AuthorXavier Carpent; Karim Eldefrawy; Norrathep Rattanavipanon; Ahmad-Reza Sadeghi; Gene Tsudik
DateJuly 2018
San Francisco, USA
Research AreasCROSSING, Solutions: S2, ICRI-SC, System Security Lab, CYSEC
Abstract Remote attestation (RA) is a means of malware detection, typically realized as an interaction between a trusted verifier and a potentially compromised remote device (prover). RA is especially relevant for low-end embedded devices that are incapable of protecting themselves against malware infection. Most current RA techniques require on-demand and uninterruptible (atomic) operation. The former fails to detect transient malware that enters and leaves between successive RA instances; the latter involves performing potentially time-consuming computation over prover’s memory and/or storage, which can be harmful to the device’s safety-critical functionality and general availability. However, relaxing either on-demand or atomic RA operation is tricky and prone to vulnerabilities.
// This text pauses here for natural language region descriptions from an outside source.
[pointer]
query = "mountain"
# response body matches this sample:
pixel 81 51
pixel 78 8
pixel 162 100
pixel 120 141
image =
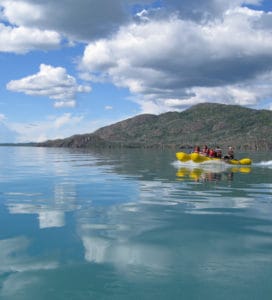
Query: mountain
pixel 207 123
pixel 6 134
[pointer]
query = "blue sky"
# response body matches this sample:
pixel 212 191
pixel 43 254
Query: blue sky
pixel 70 67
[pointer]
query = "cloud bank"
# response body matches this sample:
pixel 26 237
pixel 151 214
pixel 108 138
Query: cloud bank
pixel 168 54
pixel 174 63
pixel 53 82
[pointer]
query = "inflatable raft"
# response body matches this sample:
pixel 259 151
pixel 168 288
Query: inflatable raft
pixel 198 158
This paper identifies some issues that arise in reconciling requirements of safety-critical operation with those of secure remote attestation, including detection of transient and self-relocating malware. It also investigates mitigation techniques, including periodic selfmeasurements as well as interruptible attestation modality that involves shuffled memory traversals and various memory locking mechanisms.